QUATRE FEMMES CONTRE UN TUEUR… ET CONTRE LE SEXISME
En 1971, alors qu'un tueur en série terrorise Mexico en assassinant de jeunes femmes, la police crée sa première brigade féminine : LAS AZULES. Présentée comme une avancée historique, cette unité n'est en réalité qu'une opération de communication destinée à rassurer l'opinion publique. Nous avons là María, mère de famille frustrée par son quotidien, sa sœur Valentina, la très « rentre dedans » Gabina et la méthodique Ángeles.

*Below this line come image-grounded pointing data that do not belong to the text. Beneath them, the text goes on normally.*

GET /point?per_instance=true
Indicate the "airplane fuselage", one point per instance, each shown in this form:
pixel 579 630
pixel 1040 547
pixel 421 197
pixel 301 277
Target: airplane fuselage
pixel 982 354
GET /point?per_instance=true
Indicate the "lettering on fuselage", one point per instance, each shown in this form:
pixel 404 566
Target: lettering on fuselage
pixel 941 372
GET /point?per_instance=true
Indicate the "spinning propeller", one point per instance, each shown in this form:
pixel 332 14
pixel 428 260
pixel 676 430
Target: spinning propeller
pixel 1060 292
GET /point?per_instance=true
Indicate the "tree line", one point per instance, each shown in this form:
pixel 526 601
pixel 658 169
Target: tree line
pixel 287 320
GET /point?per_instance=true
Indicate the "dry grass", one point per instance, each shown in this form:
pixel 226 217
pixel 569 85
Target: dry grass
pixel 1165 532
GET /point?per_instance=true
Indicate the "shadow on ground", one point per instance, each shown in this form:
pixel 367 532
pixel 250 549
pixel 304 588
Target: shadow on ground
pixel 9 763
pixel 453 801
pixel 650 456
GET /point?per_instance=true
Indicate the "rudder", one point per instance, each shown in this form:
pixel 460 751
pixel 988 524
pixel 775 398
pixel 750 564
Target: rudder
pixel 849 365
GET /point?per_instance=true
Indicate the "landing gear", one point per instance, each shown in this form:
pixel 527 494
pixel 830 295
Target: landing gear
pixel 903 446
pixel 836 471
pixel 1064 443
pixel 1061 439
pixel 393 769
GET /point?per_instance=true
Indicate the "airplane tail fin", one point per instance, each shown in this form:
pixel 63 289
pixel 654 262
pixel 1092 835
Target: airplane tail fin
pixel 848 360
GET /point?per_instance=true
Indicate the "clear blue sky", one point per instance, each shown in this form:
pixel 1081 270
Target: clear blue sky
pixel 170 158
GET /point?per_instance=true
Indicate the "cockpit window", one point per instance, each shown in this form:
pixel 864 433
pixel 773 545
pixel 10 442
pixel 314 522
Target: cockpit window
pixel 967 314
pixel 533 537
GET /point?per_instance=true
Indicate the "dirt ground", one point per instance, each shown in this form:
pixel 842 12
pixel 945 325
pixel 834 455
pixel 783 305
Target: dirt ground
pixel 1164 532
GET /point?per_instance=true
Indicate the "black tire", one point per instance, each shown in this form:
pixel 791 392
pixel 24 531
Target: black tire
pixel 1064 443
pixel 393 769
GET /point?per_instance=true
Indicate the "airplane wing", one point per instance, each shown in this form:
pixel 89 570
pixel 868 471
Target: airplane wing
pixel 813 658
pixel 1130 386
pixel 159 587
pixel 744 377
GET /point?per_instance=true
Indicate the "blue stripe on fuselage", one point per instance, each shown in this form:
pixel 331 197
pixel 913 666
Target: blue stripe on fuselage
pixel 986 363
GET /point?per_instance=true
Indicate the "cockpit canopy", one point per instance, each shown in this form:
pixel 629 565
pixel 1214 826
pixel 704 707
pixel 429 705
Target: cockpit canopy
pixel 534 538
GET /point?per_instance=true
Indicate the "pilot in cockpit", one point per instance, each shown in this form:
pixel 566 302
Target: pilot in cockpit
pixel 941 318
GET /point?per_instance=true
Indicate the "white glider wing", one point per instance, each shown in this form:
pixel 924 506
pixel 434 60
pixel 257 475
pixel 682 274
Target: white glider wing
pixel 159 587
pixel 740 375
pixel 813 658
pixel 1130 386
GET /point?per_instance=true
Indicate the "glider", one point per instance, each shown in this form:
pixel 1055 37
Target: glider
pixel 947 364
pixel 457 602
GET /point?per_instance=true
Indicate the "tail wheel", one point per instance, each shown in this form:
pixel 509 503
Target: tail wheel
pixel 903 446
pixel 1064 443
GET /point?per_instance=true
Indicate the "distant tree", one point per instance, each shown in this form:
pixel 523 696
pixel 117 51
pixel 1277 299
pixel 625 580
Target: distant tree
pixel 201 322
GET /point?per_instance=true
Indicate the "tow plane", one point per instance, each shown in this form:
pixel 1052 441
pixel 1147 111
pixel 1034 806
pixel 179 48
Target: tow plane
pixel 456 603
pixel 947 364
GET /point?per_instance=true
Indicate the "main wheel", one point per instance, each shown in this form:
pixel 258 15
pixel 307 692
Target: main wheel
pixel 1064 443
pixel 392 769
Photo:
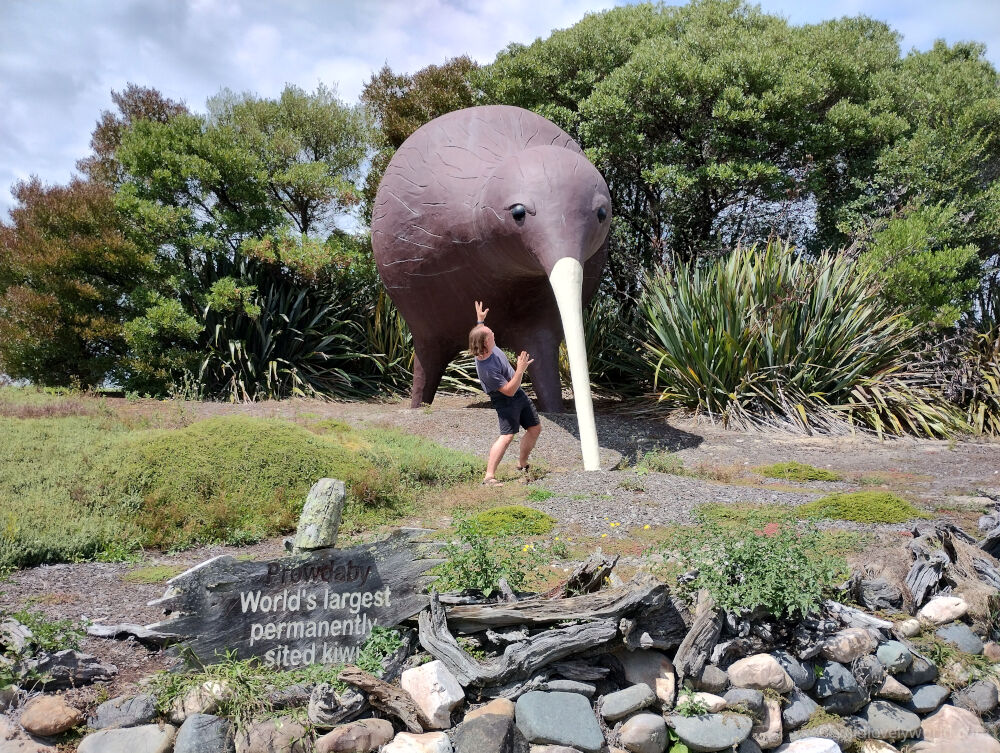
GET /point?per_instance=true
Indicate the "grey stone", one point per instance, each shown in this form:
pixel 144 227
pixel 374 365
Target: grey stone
pixel 895 656
pixel 644 733
pixel 489 734
pixel 928 698
pixel 124 711
pixel 980 697
pixel 883 720
pixel 149 738
pixel 205 733
pixel 836 678
pixel 618 705
pixel 751 698
pixel 571 686
pixel 712 680
pixel 711 732
pixel 839 732
pixel 800 707
pixel 920 672
pixel 960 635
pixel 558 719
pixel 802 673
pixel 845 703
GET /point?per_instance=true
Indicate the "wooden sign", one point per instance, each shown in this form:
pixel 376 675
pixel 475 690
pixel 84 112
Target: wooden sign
pixel 312 608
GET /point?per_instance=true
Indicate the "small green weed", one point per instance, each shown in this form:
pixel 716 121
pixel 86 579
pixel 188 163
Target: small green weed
pixel 794 471
pixel 863 507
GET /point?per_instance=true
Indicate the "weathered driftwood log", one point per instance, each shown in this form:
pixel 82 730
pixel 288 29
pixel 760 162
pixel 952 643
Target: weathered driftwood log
pixel 612 604
pixel 518 660
pixel 387 698
pixel 695 649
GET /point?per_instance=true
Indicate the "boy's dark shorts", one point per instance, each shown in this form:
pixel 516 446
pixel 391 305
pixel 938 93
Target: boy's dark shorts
pixel 514 411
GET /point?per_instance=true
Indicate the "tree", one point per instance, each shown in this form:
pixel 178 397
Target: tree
pixel 67 274
pixel 400 103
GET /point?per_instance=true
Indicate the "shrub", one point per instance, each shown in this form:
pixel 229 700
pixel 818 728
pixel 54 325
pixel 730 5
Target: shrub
pixel 774 562
pixel 862 507
pixel 766 336
pixel 793 471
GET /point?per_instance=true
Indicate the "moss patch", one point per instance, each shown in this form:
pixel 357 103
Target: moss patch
pixel 863 507
pixel 513 520
pixel 793 471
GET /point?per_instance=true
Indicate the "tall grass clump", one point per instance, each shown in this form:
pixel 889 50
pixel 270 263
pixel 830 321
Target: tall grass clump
pixel 767 336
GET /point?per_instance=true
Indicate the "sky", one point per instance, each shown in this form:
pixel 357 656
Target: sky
pixel 60 59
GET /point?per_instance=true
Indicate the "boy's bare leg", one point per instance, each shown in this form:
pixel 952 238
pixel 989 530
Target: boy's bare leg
pixel 528 444
pixel 496 454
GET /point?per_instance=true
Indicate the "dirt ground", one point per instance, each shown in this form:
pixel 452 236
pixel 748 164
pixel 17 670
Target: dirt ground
pixel 949 478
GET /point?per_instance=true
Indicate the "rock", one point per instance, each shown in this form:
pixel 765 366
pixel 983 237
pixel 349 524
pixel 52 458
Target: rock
pixel 644 733
pixel 767 734
pixel 992 651
pixel 883 720
pixel 847 645
pixel 204 733
pixel 435 691
pixel 878 593
pixel 498 706
pixel 810 745
pixel 895 656
pixel 961 636
pixel 149 738
pixel 943 609
pixel 951 723
pixel 558 719
pixel 68 669
pixel 712 680
pixel 920 672
pixel 760 671
pixel 712 702
pixel 979 698
pixel 281 735
pixel 328 707
pixel 429 742
pixel 835 678
pixel 490 733
pixel 927 698
pixel 618 705
pixel 204 699
pixel 711 732
pixel 839 732
pixel 49 715
pixel 752 700
pixel 968 744
pixel 802 674
pixel 845 703
pixel 571 686
pixel 893 690
pixel 800 707
pixel 653 669
pixel 124 711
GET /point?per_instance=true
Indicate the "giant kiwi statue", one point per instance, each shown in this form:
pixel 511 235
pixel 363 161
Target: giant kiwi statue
pixel 495 204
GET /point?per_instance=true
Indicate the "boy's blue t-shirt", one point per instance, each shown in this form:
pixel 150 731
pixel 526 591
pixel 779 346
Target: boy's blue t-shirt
pixel 494 371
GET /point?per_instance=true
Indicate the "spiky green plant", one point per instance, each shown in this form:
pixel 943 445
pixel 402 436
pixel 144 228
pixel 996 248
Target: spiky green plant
pixel 768 336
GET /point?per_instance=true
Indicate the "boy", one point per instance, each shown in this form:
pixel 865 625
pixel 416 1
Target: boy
pixel 503 384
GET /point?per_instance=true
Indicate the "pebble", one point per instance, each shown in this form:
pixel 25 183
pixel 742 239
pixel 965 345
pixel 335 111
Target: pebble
pixel 644 733
pixel 620 704
pixel 49 715
pixel 943 609
pixel 558 719
pixel 760 671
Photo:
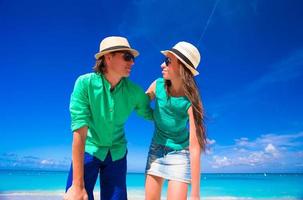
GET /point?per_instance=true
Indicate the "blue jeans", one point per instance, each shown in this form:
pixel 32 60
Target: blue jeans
pixel 112 177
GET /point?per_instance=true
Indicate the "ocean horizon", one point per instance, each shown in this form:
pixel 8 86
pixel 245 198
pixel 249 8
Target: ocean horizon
pixel 46 184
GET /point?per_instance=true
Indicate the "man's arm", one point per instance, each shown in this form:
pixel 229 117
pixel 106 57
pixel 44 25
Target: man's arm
pixel 77 190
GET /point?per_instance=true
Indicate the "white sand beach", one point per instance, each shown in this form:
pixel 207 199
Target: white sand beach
pixel 132 195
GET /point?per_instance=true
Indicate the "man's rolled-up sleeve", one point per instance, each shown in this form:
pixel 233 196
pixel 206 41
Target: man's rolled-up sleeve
pixel 79 105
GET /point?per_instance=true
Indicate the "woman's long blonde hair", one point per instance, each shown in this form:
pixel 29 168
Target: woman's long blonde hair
pixel 192 93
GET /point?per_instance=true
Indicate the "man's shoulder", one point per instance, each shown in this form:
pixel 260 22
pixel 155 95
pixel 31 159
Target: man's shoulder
pixel 88 77
pixel 132 85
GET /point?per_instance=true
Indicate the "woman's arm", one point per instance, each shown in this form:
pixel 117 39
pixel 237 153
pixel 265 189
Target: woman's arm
pixel 151 90
pixel 195 154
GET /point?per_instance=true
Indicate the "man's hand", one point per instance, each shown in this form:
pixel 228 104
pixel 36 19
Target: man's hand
pixel 75 193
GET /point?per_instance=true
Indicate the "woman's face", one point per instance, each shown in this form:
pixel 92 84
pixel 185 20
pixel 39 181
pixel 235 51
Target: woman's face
pixel 171 67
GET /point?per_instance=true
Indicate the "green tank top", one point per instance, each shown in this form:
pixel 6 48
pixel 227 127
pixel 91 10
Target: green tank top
pixel 170 118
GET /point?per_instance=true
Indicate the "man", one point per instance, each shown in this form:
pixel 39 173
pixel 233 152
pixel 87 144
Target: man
pixel 100 105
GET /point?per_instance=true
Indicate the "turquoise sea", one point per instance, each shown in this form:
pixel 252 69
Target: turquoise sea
pixel 213 186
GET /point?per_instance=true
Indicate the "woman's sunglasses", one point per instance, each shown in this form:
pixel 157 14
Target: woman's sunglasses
pixel 167 61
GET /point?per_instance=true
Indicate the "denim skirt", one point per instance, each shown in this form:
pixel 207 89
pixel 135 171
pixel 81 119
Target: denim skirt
pixel 167 163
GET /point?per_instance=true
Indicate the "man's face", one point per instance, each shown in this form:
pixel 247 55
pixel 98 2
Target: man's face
pixel 120 63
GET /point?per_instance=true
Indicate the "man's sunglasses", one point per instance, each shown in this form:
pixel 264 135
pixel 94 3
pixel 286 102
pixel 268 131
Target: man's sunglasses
pixel 128 56
pixel 167 61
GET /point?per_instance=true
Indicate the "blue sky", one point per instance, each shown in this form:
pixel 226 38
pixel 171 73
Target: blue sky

Assez vite, les quatres policières comprennent qu'elles ne sont là que pour distribuer des contraventions pendant que leurs collègues masculins monopolisent les véritables enquêtes.
Refusant ce rôle de potiches, elles reprennent discrètement le dossier du « Déshabilleur » et mettent au jour les nombreuses erreurs commises par leurs collègues masculins, qui préfèrent arrêter un coupable idéal plutôt que de poursuivre le véritable assassin. Leur enquête les conduit jusqu'à un certain Benito. Derrière ses manières rassurantes se cache le tueur, qui comme il se doit, est traumatisé par un père abusif. À mesure que les Azules s'approchent de la vérité, elles comprennent qu'elles affrontent autant un criminel très organisé qu'une institution incapable d'accepter que quatre femmes puissent résoudre l'affaire avant elle. Au début des années 70 Mexico rime avec macho.

UNE VICTOIRE AMÈRE POUR LES AZULES
Les derniers épisodes de la saison font plonger l'intrigue dans sa face la plus sombre. Lorsque les policières tendent un piège à Benito, tout dérape : Valentina tombe entre les mains du tueur. María choisit alors d'alerter publiquement les médias, quitte à compromettre l'existence même de la brigade. Benito est finalement retrouvé dans une fabrique de mannequins, mais il est abattu avant de révéler où il retient sa captive. Les Azules refusent pourtant d'abandonner. Grâce au sens de l'observation d'Ángeles, elles reconstituent le parcours du meurtrier et retrouvent Valentina, encore vivante, dans une station de traitement des eaux où Benito comptait achever son rituel macabre.
Si le Déshabilleur est neutralisé, la team de policière ne peut pas vraiment exulter de joie. Valentina demeure profondément traumatisée par son enlèvement, tandis que les autorités préfèrent minimiser le rôle des quatre policières afin de préserver leur image. María obtient finalement une promotion et découvre que son macho de mari lui avait longtemps dissimulé une précédente proposition d'avancement, de peur qu'elle ne prenne son indépendance. Pire la première saison se conclut sur une ultime zone d'ombre : Goyo Cárdenas, ancien tueur devenu consultant pour la police, laisse planer le doute sur le fait qu'il a vraiment laissé derrière lui son passé criminel. Tout laisse à penser que le nouvel ennemi proviendra de l'intérieur de l'organisation des forces de l'ordre.
Plus qu'une simple enquête criminelle, la série raconte le combat de femmes contraintes de prouver deux fois leur valeur : face aux criminels, mais aussi face à une société patriarcale Il semblerait bien que la seconde saison poursuive le même filon et que les Azules ne sont pas prêtes à raccrocher les gants.